Our language is full of expressions about barns. We often use them, but don’t think of the meaning. A show off is said to think of himself: “He thinks he’s so big he can eat hay over the big beam.” A poor shot “can’t hit the broad side of a barn.” Lots of fun stuff happened “out behind the barn.” One with poor manners was “raised in a barn.” A lively event is “a real barn burner.” There’s also proverbs like: “Rain in May – barn full of hay, a wet June will change that tune.” We use the language, but forget how central barns were to our lives.
Growing up on the farm, we always appreciated the content feeling of a full barn in the fall. When the hay mow was full, the straw mow up to the first hip, the grain bins heaped up and screened off from cats, and all the livestock was inside.
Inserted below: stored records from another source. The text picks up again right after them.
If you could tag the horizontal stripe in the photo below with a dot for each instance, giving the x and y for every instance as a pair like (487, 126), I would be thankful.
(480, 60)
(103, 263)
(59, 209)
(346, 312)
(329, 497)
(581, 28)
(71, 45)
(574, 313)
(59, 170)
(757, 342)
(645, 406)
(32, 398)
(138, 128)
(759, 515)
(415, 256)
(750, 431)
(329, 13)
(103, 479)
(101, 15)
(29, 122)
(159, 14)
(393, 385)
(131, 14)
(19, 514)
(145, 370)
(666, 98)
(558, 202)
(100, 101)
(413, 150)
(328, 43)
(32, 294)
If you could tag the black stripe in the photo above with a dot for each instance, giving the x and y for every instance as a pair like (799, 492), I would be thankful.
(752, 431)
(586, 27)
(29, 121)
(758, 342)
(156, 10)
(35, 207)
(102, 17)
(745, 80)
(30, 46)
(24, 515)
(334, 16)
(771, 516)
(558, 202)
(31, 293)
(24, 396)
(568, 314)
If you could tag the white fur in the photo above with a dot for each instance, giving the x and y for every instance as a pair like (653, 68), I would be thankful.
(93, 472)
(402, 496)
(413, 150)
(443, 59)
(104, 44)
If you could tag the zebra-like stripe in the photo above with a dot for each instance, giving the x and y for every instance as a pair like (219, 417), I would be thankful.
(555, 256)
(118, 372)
It was a feeling of accomplishment, relief, contentment, pride, safety, and readiness. “Bring on winter, we’ve got all we need right here in this barn.”
The old timers were justified in their pride for the barns they built and filled. These men were farmers who built these impressive structures, they weren’t professional engineers, designers, masons or even carpenters. They were men that tilled the fields and raised stock who built some of the most impressive, efficient, and picturesque architecture in America. Whatever the type, one hip, two hip, round roof, gamble roof, mail pouch tobacco painted barns, stone walls, board siding or whatever you picture in your mind. You have your old barn, and I have mine. No matter how different the design, it’s still the same.
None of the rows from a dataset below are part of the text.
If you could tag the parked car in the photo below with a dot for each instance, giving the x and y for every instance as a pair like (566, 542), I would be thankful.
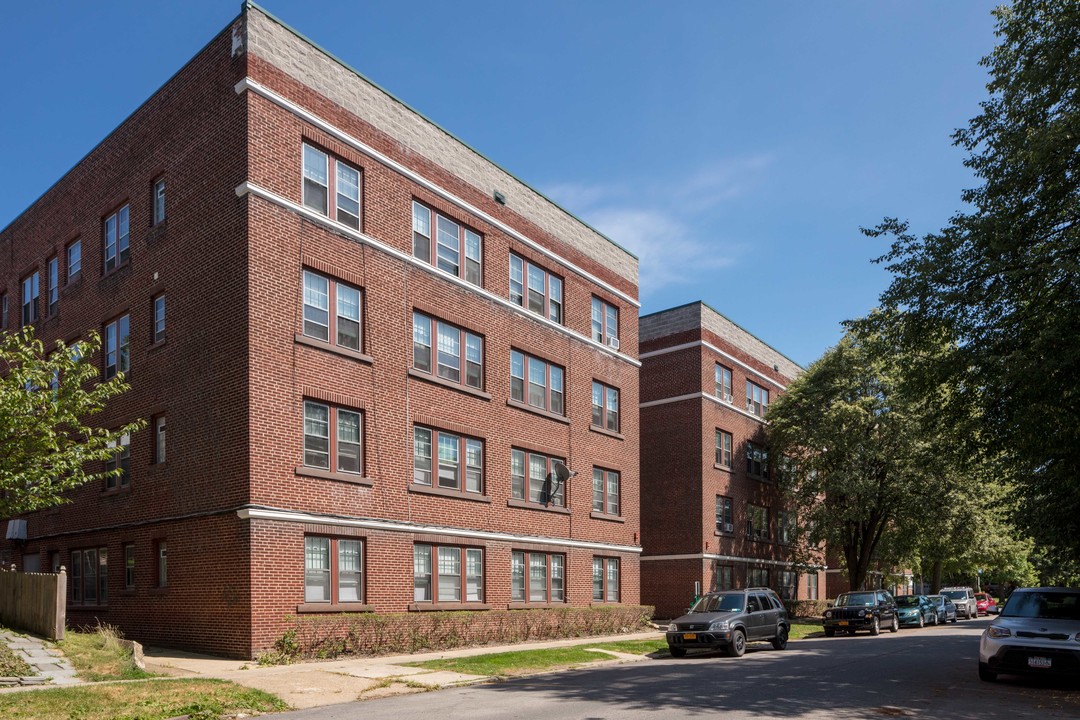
(964, 599)
(1037, 633)
(916, 610)
(867, 610)
(946, 609)
(985, 603)
(728, 620)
We’re in the process of building a barn as I write this. The same 30 feet by 40 feet as the nearby barn that’s about to fall in. It will have a good size mow, and more stalls than I need for my horses and oxen, and some overhang lean-tos for equipment. The truth is it will be a dream come true. My first real “horse barn,” not a modified dairy barn. I can picture leaning the collars against the door, drying the sweaty pads in the sun. I can see, possibly next spring, unhooking the black oxen from the Leroy plow, after turning perfect furrows all morning, and taking off the ten and a half inch yoke in the doorway, while the team waits patiently. I can also see, someday, coming home with the big trophy from the horse pull and putting it just inside the door as I pet the team after winning a big pull.
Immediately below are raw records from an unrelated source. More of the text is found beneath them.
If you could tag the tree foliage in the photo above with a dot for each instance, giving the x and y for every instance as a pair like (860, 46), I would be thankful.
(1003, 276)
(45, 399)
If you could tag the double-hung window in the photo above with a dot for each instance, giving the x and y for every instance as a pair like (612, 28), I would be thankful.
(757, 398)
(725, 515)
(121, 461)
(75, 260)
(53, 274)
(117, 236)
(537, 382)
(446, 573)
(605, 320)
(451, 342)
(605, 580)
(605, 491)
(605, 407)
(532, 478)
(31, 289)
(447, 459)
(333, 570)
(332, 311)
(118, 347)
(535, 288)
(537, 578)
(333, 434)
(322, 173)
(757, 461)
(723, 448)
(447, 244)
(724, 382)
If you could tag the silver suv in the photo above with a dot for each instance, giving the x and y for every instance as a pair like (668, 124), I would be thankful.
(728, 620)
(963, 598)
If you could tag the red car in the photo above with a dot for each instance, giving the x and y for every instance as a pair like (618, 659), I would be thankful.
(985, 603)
I’m sure the old timers had similar dreams when they built their masterpieces. Maybe their dreams were more practical than mine, my dreams are always bigger than my actions. Maybe their dreams were of simple self-sufficiency with the new barn. I can’t be sure. I can be sure, however, that these men would roll in their graves if they saw their once stately barns falling in, or being torn down to save on taxes. Maybe I should downsize my barn dreams to a simple dream of not having to watch this barn fall in someday while nobody seems to care but me.
Brandt Ainsworth trains horses and oxen.